For starters, we talked about our own personal histories. We've known some of each others, the basics, but never really the deep details. San knew more about mine, but he's always been very quiet about his past to all of the Volturi. I knew he had grown up in a broken and dysfunctional family. His father was an alcoholic and abusive towards his mother and himself, as well as his younger siblings. And yet his mother loved his father endlessly and couldn't bring herself to leave him. This was the first time the idea of love had left a bitter taste in his mouth. Santiago left his home as soon as possible and joined the Chilean navy. At the age of 23 he was serving aboard the Blanco Encalada when the Chilean Civil War began in 1891. He was one of the handful of crew members to survive when the "Blanco" sank, although just barely. He was taken to a hospital that was sympathetic towards the congressional rebels. There he met a pretty young nurse who helped him regain his strength. When he was healed, he went back to the congressional navy. He wrote to the nurse almost every day. He was sent to La Placilla where the final and decisive battle of the war was to take place. He didn't get her letter informing him that she, too, would be there tending to the wounded on the battle field until it was too late. He later found her body. She had been caught in the crossfire while tending to a wounded rebel soldier. The battle ended and the rebels had won. Santiago had sustained several minor injuries that would not have nearly killed him, had he sought medical attention. As distraught as he was and having no where to go but a broken home, he wandered from town to town until his strength gave out and he laid down to finally die. Fortunately, or unfortunately, however you view it, a nomadic vampire was passing through the same town. Santiago doesn't know who his creator was or why they took pity on him and changed him. He only remembers waking up to discover what he had become and decided to leave his metaphorical heart behind now that his physical heart was no longer beating.

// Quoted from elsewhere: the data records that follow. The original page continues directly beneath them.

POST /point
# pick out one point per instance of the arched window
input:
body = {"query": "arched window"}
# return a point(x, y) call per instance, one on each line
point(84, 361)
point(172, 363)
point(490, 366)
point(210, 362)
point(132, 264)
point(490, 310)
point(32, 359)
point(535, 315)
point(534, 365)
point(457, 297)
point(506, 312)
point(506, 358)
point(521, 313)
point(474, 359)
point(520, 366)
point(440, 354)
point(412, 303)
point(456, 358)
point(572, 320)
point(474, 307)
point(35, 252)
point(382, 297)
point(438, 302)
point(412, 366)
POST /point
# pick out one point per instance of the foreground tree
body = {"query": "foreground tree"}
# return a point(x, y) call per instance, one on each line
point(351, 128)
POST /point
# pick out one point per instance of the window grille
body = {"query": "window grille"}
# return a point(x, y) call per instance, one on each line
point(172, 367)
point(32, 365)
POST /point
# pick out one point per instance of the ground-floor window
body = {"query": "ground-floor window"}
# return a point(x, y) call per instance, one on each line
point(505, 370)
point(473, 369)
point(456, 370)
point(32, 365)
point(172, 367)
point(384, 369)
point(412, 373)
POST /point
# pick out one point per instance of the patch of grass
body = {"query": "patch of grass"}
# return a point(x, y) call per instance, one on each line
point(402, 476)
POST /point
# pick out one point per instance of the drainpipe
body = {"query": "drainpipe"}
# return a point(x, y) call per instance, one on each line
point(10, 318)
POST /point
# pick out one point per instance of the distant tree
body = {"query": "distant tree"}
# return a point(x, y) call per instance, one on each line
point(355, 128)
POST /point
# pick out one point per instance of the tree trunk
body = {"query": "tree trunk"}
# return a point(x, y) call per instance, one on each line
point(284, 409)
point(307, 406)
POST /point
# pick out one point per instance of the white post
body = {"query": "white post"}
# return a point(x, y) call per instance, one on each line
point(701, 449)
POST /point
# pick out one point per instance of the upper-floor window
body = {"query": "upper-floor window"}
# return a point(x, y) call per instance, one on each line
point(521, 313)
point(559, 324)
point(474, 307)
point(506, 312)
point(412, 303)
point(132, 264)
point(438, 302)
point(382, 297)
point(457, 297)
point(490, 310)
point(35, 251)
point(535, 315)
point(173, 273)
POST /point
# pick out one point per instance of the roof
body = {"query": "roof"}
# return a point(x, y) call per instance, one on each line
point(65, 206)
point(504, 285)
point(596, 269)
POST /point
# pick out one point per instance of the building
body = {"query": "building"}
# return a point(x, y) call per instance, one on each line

I apologize for the lengthy sidetrack, but I feel it is necesary to understand both of our histories in order to fully comprehend the situation in which we now stand. Santiago has gone nearly 120 years without feeling the need to truly love anyone around him. I, on the other hand, swore to give my life to my God over 400 years ago and have never felt the need to go back on my promise. Neither of us know where we are headed. Was that kiss simply a result of the pressure getting to both of us and the fear of not seeing the other alive again? Are these feelings merely an illusion? The need for two lonely people to find someone to belong to? Or are they genuine? We don't know what to do now. I guess we'll just finish this trip and see where we go.